Alzheimer's Foundation of America

Foundation of America

Spreading a Message of Hope: Q & A with Singer Mauren McGovern

Maureen McGovern was was a 23-year-old folk singer in 1972 when she was chosen to record “The Morning After” for The Poseidon Adventure. The song and movie became megahits and launched her five-decade career as a concert performer, recording artist and Broadway musical theatre actress.

All of that changed several years ago when she was diagnosed with posterior cortical atrophy (PCA), a degenerative brain and nervous system disorder, with symptoms of Alzheimer’s. She spoke to Alzheimer’s TODAY about her life back home in Ohio and the projects she has planned.

How did your diagnosis come about?

“Five or six years ago I started to have trouble remembering little things. I found myself saying, “I know this song. Why did I forget the words?” I made a joke out of it in shows but it kept building. I started having to keep lyrics or a music stand in front of me while I was performing. I saw my doctor for tests and originally everything was “normal.” Eventually, though, my tests began to show changes in my brain and I was diagnosed with PCA and mild dementia. Words are becoming harder and harder to find. It can be very challenging.”

Have you adjusted to the diagnosis?

“I have travelled the globe for 40 years and was completely independent. Since my diagnosis I have moved to an independent senior residence for the convenience, safety and support. I had to downsize with the move and had to let go of many treasured items. It was hard and frustrating to leave the place where I had been for the last 20 years. I am grateful for where I am now.

I live on the fifth floor with an amazing view. I see the sunrise and am enjoying the changing landscape of each season. It was hard to adjust to the changes at first, but I’m more comfortable now. I now know my diagnosis and understand what is happening. I know many people are going through this, too. I want them to know they are not alone. I plan to write a book about my life experiences.”

We read that you can no longer travel or perform in concerts. Can you sing and do you?

“I sing a lot in my apartment to keep “the pipes” in order. The neighbors are very happy. There is a fellow resident here who is 90 years old. He plays the piano and loves to perform. We get together every couple of months to perform for the community. It’s a lot of fun and our fellow residents seem to really enjoy the shows.”

What is your biggest challenge?

“Not knowing exactly what is in the future. I try to see every day as a gift and keep moving on and trying to help other people.”

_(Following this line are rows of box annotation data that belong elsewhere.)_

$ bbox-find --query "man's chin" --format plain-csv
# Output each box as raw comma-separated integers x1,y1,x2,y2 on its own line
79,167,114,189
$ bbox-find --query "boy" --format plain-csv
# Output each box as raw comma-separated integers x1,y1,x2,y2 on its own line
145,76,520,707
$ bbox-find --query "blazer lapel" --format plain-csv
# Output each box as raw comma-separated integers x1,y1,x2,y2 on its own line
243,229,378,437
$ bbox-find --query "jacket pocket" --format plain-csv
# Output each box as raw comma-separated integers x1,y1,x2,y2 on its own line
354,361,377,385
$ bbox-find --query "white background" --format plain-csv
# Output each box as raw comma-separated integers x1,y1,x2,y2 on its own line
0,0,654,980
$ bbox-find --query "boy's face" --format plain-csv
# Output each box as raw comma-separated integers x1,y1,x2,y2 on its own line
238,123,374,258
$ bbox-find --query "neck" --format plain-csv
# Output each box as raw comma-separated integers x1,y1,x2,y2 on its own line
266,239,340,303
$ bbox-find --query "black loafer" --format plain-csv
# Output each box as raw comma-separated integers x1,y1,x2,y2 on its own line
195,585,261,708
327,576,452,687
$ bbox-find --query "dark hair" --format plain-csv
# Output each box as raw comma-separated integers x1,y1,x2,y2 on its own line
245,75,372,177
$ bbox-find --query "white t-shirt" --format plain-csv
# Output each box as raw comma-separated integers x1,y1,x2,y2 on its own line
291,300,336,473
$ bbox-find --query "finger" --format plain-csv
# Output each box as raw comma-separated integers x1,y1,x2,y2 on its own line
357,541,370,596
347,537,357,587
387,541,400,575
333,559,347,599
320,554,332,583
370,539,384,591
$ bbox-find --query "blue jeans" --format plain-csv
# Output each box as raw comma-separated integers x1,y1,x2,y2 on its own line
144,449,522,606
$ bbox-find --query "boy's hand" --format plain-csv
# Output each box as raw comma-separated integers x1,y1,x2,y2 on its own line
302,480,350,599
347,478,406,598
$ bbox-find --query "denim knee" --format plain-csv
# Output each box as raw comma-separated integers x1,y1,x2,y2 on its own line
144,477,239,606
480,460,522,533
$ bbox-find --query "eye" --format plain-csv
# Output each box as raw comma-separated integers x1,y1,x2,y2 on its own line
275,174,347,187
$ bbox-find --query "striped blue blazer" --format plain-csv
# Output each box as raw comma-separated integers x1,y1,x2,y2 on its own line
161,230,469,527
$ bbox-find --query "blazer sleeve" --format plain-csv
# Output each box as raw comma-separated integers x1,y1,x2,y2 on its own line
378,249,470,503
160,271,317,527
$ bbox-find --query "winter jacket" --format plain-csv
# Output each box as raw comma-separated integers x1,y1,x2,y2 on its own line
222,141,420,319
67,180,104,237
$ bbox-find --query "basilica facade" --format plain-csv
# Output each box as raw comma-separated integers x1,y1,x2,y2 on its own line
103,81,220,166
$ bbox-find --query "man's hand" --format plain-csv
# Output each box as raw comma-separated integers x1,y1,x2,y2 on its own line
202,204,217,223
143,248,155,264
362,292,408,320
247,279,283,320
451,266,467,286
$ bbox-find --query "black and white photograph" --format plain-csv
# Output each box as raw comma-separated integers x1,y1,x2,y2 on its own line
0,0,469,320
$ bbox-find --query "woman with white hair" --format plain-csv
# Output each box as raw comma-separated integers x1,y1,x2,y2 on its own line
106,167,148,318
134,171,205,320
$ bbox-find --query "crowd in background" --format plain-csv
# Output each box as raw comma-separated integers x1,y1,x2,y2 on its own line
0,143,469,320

What else are you working on now?

“Throughout my career as I have travelled to different cities to perform, I would stop to visit hospices, hospitals and prisons. This was my effort to bring hope and healing through music. That’s always been a part of my heart. I remember one visit to a hospice with my friend, Dr. Deforia Lane, a music therapist. We visited a grandmother who was in her last moments.

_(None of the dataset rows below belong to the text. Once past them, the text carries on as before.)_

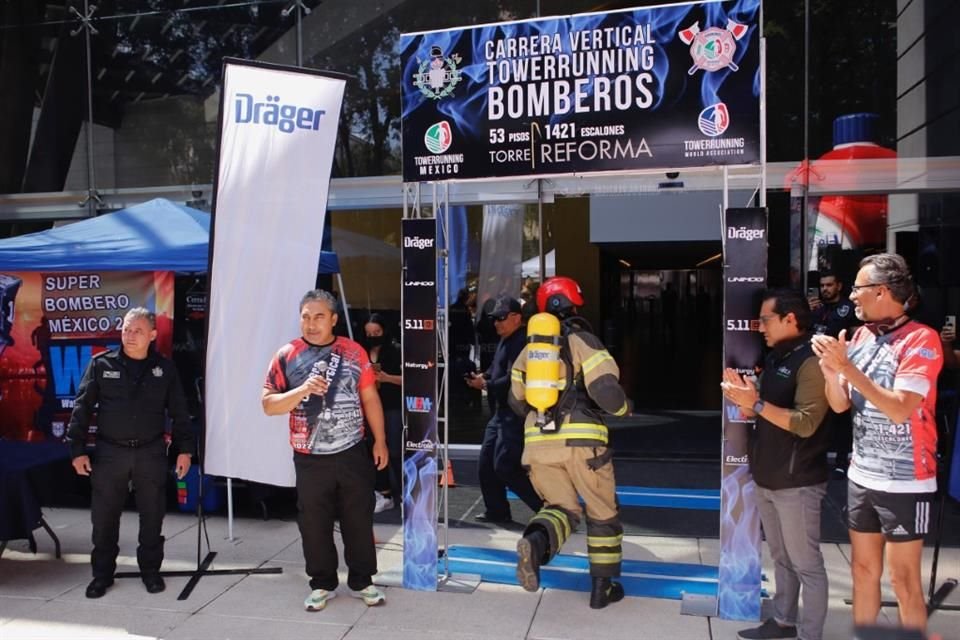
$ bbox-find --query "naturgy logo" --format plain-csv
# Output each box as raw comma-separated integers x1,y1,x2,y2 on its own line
234,93,326,133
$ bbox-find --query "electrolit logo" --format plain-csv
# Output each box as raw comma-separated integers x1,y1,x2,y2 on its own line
423,120,453,153
234,93,326,133
697,102,730,138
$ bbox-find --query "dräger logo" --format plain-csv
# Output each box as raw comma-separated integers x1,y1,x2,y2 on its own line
234,93,327,133
403,236,434,249
407,440,437,451
727,227,766,241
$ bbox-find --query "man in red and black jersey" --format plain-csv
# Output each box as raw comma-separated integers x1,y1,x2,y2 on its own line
262,289,388,611
812,253,943,630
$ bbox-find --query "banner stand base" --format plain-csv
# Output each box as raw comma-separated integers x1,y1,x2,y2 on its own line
437,573,482,594
680,593,718,618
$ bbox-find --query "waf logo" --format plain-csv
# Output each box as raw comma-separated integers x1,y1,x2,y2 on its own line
677,20,749,76
404,396,433,413
413,45,463,100
423,120,453,153
697,102,730,138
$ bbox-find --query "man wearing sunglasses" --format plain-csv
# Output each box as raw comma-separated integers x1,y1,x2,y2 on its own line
813,253,943,631
467,296,543,524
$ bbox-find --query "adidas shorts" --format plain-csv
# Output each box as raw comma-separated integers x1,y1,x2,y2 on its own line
847,480,934,542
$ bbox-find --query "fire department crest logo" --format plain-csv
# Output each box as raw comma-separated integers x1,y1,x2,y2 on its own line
697,102,730,138
677,20,749,76
413,45,463,100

I thought, “Oh, my God, what can I do to help her and her family?” You could feel the sadness in the room. Her family said that she liked country music, so we sang a familiar country song for her. (“Country Roads” written by John Denver). I got to a certain point in the song and we heard a soft “whoo, whoo, whoo” sound. She was “singing” along with us. There was such beauty in that. Her children and family were crying tears of joy. Sharing a simple gift like that is wonderful. Music is healing. Through the years I have also supported charities by performing concerts and telethons. That work has meant the world to me. I am currently working with music conductor Jeff Harris to do a recording of inspirational music, songs that bring hope.”

You said you will be working to bring more attention to music therapy.

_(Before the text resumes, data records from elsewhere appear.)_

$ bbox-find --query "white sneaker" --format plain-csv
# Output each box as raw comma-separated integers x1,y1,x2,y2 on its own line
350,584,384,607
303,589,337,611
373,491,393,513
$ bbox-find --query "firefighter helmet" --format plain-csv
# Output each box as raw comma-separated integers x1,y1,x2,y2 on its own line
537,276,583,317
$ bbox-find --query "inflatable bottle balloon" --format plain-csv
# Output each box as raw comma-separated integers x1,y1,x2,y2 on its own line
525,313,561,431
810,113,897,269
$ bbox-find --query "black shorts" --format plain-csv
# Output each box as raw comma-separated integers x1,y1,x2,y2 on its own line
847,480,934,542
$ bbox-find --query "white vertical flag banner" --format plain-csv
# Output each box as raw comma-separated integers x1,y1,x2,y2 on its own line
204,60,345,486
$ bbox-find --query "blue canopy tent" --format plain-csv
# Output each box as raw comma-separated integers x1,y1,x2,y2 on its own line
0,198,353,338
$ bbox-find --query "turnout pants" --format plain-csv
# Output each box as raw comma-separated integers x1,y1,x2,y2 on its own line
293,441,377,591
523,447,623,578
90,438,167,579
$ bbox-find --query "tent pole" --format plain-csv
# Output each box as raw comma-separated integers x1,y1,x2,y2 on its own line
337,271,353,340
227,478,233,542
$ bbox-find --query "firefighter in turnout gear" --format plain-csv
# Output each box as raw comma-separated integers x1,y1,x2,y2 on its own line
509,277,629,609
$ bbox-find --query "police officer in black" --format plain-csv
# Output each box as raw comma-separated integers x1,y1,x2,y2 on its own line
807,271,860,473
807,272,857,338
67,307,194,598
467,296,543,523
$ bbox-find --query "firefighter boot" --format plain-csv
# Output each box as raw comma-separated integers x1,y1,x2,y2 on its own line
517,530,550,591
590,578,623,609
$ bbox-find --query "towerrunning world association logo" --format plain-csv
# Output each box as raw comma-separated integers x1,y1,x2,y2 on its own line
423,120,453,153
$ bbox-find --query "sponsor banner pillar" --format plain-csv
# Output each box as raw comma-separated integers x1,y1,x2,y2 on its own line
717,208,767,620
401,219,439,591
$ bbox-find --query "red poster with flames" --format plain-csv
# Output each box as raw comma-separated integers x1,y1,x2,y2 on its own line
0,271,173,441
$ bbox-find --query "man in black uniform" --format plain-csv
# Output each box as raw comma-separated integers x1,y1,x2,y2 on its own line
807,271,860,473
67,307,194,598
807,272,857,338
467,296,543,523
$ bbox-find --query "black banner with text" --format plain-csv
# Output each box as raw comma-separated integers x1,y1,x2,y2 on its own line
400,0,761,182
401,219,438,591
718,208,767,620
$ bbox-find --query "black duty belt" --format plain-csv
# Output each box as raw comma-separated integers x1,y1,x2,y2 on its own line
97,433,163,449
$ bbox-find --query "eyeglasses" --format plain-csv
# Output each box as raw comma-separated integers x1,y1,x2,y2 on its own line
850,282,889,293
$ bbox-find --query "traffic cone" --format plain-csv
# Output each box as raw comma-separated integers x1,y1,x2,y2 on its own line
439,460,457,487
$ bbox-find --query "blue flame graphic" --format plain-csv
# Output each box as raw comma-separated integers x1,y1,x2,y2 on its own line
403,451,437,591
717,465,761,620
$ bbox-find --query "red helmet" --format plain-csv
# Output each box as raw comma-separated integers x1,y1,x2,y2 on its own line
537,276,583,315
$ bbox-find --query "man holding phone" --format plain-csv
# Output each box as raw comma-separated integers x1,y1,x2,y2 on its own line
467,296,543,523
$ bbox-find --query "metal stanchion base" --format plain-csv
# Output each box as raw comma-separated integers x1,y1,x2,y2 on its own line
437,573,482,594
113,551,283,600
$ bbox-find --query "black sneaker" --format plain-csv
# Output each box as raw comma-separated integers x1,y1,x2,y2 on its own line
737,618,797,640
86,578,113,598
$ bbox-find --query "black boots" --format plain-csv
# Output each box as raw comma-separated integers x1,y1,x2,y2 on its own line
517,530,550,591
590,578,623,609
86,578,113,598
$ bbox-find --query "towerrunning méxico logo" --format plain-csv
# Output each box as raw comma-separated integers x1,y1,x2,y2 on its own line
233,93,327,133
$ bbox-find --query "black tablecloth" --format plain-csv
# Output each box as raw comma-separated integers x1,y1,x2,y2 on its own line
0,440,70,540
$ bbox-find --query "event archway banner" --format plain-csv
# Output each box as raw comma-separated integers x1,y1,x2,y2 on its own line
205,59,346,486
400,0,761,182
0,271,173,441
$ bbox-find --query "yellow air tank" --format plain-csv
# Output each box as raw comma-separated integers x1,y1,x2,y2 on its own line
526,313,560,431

“When people are feeling low, music lifts up their souls. In 1972, I had just finished a concert when I was asked to visit a hospital the next morning, on Christmas Day. There were babies in cribs and children in beds. The babies didn’t know anything about me or my music but the parents needed to hear a hopeful message. After I sang, they came and hugged me. Something as small as a song can change how someone feels, even if just for a moment. I want to be helpful any way I can. That’s what I’m looking forward to. I may not be able to perform concerts with symphonies or act in live theatre any longer, but I am still singing. I am dealing with this disease as best I can. I am happiest when I can make someone else happy.”

You said you slowly realized that your inner life has not changed, that dementia is not going to stop you from living your life.

“What we keep inside, in our heart, is our inner life. I try to remember things that were very important to me and I’m always trying to help somebody else in their dilemma. Every day is a chance to help someone else. I know that all of that is still inside me.”